My data from western Canada is probably as good as from the western U.S. in relation to ski areas, acreage, skier visits, etc. Snowfall was huge (~140+%) in coastal B.C. which gets ~3.5 million skier visits and 122% in Alberta and the rest of B.C. (4.8 million skier visits and the largest region of my 8 overall by acreage).
Patrick wrote:I would agree to across the US as a whole, 2010-2011 was the one best snow year at ski areas on record.
OR
to across in the sample of ski areas mostly concentrated in US, 2010-2011 was the one best snow year at ski areas on record.
No I don't think the data is U.S. centric at all; Canada overall had a season as strong as the U.S. did. If you added in all of Canada to Kottke and used their methodology weighted by skier visits, I would strongly expect the same conclusion.
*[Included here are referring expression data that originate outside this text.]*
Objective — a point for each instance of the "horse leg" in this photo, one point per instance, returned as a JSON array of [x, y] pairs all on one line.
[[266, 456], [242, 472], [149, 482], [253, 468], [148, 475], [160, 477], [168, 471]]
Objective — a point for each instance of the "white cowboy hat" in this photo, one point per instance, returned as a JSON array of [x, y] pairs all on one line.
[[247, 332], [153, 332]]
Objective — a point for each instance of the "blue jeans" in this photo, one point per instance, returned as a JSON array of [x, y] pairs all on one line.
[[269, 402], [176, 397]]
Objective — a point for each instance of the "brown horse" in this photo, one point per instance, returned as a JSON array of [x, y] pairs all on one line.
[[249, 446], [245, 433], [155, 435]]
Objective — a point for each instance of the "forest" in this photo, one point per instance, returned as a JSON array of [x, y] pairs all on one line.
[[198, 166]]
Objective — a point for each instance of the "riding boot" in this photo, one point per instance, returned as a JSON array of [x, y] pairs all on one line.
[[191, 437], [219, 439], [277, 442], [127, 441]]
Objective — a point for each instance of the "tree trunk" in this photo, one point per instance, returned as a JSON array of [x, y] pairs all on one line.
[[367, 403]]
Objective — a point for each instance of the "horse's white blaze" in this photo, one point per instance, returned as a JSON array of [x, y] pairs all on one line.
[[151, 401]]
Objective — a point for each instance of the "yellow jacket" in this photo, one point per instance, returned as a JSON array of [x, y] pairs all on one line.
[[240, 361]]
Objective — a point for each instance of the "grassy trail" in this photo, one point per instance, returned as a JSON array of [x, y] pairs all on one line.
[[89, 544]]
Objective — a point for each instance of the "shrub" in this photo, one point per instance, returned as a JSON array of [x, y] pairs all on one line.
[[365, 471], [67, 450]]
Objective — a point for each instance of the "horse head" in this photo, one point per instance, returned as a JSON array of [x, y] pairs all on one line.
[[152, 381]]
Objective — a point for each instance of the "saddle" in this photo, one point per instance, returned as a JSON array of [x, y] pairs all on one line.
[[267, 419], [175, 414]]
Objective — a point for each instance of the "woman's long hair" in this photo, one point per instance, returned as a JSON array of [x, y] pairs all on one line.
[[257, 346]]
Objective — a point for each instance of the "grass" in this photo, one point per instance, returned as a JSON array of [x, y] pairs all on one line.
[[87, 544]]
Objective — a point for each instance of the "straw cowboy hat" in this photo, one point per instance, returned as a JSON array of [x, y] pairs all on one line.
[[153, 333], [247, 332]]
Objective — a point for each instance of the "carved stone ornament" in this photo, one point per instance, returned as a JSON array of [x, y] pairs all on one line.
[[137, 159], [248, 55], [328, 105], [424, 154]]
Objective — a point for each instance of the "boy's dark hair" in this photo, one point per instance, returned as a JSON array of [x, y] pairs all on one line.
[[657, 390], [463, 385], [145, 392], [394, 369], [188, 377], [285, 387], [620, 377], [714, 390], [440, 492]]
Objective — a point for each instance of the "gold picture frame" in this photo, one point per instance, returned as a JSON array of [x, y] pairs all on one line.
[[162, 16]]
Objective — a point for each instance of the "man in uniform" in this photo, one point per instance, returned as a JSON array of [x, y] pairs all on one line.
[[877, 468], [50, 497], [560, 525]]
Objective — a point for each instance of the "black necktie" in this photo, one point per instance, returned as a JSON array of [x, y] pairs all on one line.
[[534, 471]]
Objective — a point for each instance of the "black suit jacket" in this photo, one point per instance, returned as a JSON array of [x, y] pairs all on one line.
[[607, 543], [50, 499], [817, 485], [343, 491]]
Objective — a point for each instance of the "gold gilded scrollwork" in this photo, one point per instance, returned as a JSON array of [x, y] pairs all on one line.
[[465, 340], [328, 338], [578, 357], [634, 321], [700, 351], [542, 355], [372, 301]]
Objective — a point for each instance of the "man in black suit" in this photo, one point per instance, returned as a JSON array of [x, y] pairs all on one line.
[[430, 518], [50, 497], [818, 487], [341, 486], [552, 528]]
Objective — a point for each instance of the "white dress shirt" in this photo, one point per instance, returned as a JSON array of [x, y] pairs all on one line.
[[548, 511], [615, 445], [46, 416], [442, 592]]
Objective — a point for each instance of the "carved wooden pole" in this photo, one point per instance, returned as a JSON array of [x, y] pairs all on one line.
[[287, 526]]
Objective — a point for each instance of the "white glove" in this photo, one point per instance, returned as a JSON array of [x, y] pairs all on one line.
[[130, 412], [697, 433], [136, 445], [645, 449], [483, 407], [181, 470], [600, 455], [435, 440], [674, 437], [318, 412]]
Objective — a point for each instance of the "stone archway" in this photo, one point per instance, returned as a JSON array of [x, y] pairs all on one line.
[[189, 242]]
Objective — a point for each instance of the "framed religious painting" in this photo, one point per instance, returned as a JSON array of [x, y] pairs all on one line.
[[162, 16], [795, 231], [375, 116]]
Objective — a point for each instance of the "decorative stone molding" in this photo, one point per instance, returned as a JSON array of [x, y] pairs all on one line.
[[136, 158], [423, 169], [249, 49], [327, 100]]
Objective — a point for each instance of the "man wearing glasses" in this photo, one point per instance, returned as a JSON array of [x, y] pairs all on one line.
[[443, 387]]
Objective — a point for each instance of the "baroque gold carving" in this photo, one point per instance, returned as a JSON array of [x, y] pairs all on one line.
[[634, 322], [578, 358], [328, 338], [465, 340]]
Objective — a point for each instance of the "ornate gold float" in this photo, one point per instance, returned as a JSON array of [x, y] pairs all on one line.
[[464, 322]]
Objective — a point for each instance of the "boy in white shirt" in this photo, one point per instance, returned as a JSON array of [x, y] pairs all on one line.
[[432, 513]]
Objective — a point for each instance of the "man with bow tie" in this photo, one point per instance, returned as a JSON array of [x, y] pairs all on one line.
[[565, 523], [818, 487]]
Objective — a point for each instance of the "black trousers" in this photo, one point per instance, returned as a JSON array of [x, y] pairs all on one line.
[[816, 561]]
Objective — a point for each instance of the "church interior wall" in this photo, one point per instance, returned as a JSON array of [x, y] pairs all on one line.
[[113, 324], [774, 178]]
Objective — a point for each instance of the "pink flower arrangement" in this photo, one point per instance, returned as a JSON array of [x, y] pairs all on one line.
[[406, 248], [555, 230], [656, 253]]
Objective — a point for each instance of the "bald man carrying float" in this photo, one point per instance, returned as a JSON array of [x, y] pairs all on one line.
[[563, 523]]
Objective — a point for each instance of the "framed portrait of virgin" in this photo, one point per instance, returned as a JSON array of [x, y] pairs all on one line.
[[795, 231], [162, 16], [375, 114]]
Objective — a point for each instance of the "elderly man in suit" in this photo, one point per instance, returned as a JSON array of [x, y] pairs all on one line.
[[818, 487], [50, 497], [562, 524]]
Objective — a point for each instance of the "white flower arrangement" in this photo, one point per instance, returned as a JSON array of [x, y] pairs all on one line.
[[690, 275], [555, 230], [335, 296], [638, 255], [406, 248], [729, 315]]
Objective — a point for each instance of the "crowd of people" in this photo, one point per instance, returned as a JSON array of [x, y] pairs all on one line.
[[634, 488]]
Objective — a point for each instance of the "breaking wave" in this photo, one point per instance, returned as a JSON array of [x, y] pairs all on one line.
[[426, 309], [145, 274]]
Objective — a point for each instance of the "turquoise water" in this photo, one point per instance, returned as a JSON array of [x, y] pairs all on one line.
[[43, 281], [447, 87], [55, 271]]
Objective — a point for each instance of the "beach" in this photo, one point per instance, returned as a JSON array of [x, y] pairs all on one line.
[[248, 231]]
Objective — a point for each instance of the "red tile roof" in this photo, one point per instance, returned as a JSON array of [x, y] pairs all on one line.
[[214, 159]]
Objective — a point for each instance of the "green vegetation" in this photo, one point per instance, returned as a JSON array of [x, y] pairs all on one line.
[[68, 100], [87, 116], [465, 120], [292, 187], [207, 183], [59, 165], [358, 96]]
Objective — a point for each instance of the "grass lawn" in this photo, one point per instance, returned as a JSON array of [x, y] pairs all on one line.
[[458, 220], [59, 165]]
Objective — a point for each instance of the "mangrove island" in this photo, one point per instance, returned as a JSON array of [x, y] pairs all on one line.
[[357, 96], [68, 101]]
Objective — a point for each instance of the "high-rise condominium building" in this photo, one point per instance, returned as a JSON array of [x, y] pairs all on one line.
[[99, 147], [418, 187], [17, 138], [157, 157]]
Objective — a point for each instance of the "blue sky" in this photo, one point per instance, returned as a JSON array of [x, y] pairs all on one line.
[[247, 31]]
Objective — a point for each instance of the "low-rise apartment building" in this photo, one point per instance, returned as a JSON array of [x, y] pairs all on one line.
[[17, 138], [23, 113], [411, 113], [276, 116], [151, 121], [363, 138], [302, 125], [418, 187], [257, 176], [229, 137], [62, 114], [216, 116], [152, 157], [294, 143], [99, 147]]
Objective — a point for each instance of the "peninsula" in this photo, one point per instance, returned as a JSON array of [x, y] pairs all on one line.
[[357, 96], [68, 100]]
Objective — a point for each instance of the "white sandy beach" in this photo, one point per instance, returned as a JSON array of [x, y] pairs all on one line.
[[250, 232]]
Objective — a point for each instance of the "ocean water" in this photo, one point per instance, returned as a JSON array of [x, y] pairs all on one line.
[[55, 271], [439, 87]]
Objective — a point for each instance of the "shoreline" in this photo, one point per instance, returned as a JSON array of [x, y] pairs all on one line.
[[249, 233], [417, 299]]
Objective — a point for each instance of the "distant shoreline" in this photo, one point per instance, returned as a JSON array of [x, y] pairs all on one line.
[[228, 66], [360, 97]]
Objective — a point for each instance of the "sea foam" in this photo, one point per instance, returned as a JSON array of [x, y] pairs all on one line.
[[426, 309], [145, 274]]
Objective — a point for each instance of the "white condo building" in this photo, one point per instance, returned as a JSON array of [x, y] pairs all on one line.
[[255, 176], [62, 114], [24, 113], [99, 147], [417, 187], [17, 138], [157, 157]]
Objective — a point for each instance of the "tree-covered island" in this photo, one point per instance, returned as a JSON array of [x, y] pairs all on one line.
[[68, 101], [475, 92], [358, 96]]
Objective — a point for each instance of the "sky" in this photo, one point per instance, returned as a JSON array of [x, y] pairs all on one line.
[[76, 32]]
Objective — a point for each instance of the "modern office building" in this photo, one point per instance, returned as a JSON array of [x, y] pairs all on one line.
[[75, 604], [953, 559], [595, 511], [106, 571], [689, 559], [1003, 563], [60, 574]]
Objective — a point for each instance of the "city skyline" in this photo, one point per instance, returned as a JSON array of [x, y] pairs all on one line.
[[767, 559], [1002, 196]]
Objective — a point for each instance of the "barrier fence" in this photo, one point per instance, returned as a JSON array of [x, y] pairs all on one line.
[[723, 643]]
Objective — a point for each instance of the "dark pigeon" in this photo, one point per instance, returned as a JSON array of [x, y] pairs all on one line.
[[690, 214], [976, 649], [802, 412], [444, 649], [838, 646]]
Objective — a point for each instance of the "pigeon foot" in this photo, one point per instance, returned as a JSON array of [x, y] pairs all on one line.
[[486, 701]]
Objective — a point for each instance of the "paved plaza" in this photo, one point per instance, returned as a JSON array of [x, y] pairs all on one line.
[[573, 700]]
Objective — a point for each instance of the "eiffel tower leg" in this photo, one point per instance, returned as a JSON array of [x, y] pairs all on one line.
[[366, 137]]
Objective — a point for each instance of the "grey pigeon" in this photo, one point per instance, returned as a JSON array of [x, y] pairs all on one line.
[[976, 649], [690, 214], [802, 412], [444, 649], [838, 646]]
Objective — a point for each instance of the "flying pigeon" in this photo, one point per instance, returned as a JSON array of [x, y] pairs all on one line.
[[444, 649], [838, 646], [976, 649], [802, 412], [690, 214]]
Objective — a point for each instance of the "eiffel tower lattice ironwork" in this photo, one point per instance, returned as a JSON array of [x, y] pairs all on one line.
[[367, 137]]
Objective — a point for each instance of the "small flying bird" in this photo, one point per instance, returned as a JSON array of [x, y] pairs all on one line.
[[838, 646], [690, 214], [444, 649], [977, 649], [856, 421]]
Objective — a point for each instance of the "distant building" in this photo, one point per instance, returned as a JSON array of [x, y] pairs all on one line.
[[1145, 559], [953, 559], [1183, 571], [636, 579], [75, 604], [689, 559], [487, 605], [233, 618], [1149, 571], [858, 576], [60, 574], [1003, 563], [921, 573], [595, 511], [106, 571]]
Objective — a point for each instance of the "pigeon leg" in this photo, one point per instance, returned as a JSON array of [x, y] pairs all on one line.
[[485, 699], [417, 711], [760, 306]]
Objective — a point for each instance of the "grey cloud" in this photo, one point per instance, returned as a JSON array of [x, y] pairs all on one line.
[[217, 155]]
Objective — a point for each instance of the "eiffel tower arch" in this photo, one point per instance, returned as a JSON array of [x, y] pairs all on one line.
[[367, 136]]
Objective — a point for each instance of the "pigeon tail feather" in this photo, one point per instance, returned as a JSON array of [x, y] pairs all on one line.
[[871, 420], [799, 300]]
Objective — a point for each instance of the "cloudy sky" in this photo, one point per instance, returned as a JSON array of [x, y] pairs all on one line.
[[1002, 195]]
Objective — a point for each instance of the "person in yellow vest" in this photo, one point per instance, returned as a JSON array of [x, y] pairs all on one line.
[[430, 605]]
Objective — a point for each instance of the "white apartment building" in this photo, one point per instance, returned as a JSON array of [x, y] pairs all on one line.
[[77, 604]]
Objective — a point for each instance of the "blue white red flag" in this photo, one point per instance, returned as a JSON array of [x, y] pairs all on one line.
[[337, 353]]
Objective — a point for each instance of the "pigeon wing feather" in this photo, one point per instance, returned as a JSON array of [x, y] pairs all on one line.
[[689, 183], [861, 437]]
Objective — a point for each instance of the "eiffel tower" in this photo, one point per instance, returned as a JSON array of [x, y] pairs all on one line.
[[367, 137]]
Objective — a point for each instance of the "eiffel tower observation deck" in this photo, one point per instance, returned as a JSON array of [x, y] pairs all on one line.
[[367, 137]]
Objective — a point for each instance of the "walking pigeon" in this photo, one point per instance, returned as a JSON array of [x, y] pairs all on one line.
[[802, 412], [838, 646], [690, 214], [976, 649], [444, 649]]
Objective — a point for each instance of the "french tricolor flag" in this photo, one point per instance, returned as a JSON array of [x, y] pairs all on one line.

I've been through the rest of EMSC's list of 300 areas (not complete but should be enough to be representative), and the Midwest, MASH and Southeast combined total 3% of U.S. skier acreage. Ontario and the prairies probably have similar relationship in Canada. For molehills (and even the mid-sized areas) that are nearly totally dependent upon snowmaking, I reiterate the point that they are not relevant to a discussion of snowfall, no matter how many skier visits they get. I'm sorry if Patrick is offended by his Ottawa locals falling into the "snowfall not relevant" category, but I suspect most would agree with me on this. Leslie Anthony (who is from eastern Canada) did in supervising the
Powder article in 1995.
The major limitation in my calculations is for which areas can I obtain reliable data. That's one reason for defining by regions; some regions I have a lot of areas, others not so many. I originally defined the regions in terms of distinct climate zones, but it turns out the division is fairly equal in terms of ski terrain also. Within each region it's reasonable to ask if the data for the areas I have is representative for the region as a whole. This question was first asked for the known "bad" region New Mexico, and New Mexico carries a 1/48 weight in my "Best Natural Snow Year" overall figure. New Mexico averages 800K skier visits, and its acreage numbers are also somewhat under 2% of the overall total. A similar exercise gives Alaska (the other bad subregion) a ~1% weighting in the above 3 categories.
For the Quebec case, Patrick is correct that I only have one area Le Massif. Le Massif was 93% this year, which is not that far off the 102% for the Northeast as a whole. The townships are almost certainly close to the ~100% of their Northern Vermont neighbors. So I don't think "102% for the Northeast" distorts Quebec much at all in 2010-11 for the Quebec areas where snowfall matters.
With respect to the "weight by skier visits" controversy, it is certainly possible that a big snow year by my weighting or area size could be mediocre by skier visits. You would need a bad Northeast snow year combined with the heaviest snow in the Northwest, Northern Rockies and western Canada. But that's not what happened in 2010-11. Northeast wasn't bad, just average, and the highest snow regions were the ones #2 and #3 in skier visits. Kottke and I have both demonstrated this and the conclusion about 2010-11 remains the same when weighting by skier visits.
In terms of acreage or acreage + vertical (Quebec City/Charlevoix/Saguenay + Townships) is about 1/5 of (Vermont + New Hampshire + Maine). Since I typically get 10-11 areas reporting from the latter, I'd like to get a second one from Quebec, preferably one of the Townships. I've seen that large season total dataset from Sutton; I'd like to figure out a way to make that work.
Marc_C wrote:My suggestion is that Patrick and Tony spend more time in the outdoors during the non-ski season instead of burning 1's and 0's over what has become a fairly ridiculous argument. But it is kinda amusing watching from the cheap seats.

I have to agree with Patrick here. While I do have outside summer pursuits, I definitely have more time to do research, crunch numbers and respond to threads like this in summer than in winter.